I have already started practising my small talk for Christmas. “Good, thanks. You?” I keep saying into a mirror, fully aware that in the past eight months I have more or less completely lost the ability to make conversation with humans. “What did I do with the time? Wow, the year has gone so quickly, hasn’t it?”

At this point I pause meaningfully because I know I have about two minutes of material to stretch over a five-day festive period with fewer people than usual, so I really need to make it last. “Let’s see, umm … got really into jigsaws for a bit.
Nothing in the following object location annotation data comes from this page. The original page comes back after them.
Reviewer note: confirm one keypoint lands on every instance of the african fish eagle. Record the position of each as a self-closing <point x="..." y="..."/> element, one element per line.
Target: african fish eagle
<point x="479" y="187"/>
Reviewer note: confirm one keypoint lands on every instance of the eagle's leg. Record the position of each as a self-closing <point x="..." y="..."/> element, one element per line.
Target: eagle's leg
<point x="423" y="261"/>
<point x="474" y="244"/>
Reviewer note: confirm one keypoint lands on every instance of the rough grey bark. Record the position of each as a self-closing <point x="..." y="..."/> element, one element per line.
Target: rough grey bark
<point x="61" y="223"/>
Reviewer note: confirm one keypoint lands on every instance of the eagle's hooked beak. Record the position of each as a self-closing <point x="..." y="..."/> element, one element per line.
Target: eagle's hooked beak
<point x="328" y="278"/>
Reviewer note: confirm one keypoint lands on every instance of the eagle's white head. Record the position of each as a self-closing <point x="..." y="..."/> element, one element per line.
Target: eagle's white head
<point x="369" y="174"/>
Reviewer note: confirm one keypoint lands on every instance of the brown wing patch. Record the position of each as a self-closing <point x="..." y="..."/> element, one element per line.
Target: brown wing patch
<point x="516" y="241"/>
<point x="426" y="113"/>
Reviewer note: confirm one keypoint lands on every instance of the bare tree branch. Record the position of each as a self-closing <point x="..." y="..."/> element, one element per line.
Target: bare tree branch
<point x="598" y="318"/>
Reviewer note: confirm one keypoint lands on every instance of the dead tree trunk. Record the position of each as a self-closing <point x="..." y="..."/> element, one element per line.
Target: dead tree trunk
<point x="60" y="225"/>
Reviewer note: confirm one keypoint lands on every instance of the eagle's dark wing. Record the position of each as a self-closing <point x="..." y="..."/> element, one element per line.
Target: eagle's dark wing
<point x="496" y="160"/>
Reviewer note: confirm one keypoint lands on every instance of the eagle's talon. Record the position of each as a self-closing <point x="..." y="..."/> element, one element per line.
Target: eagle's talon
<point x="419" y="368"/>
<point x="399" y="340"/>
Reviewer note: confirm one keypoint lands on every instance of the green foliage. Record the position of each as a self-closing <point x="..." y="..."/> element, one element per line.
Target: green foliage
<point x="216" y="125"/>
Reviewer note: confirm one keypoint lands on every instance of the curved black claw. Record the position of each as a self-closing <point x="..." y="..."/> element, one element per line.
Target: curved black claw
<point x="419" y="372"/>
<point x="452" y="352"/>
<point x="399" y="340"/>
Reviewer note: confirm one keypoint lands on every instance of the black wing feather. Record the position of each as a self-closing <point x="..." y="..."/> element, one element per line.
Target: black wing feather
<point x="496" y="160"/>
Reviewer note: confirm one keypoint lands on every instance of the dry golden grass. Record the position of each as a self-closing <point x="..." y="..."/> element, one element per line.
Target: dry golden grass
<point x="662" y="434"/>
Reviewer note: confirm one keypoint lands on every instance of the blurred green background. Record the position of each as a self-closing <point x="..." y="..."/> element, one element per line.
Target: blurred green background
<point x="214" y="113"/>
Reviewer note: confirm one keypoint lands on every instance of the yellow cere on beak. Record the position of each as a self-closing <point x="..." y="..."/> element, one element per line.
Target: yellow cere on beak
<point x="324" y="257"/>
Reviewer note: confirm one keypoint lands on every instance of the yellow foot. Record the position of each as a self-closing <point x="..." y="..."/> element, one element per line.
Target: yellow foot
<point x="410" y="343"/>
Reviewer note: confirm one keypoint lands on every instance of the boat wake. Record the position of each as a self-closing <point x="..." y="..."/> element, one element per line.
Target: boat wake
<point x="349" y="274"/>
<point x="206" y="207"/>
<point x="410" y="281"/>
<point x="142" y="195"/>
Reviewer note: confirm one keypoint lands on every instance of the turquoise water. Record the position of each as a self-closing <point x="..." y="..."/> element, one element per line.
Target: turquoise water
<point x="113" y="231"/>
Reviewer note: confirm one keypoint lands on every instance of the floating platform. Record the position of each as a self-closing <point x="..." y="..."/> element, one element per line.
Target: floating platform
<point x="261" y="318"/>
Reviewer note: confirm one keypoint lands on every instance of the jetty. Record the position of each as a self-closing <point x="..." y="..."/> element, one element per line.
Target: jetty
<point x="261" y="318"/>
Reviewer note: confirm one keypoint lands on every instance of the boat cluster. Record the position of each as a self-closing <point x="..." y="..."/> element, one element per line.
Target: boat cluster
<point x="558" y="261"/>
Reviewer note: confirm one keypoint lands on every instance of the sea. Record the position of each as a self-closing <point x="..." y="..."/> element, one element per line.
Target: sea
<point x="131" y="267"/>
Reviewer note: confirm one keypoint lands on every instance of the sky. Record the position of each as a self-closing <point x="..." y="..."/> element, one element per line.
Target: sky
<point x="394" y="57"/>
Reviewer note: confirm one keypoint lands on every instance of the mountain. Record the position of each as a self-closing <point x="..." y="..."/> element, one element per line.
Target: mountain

Rearranged the spare room into an office. Learned to make this one really good curry recipe from the BBC website. Uh … got 11 solo wins and about 24 duo wins on Fortnite.” Is that good?, they’ll ask, and I’ll have to admit that no, not particularly. “It’s a game for 12-year-olds that I play compulsively,” I’ll explain. “Every day I log in and let adolescents embarrass me in an online world that allows them to dance joyously on the remains of my corpse.” Oh, they’ll say. I think there’s something – I think there’s something happening in the other room. I really ought to…

I think it’s important to address the fact that I am bored. I am, to my bones, bored of this. I know that in the current climate, being bored is a high luxury, but it doesn’t make it any more thrilling. In fact, I am so deep into boredom that I have burrowed beneath the previously accepted boundaries of the concept, and have now emerged, apathetically, into post-boredom.

I never thought this would happen: if you had offered me, at the start of the year, the chance to sit inside for eight months chain-watching Netflix and not really going out or doing anything, and told me that being glued to my sofa would be reframed from a “sign of a life falling apart” to something I was doing “for the moral good of the country and the world as a whole”, I would have bitten your hand off for it.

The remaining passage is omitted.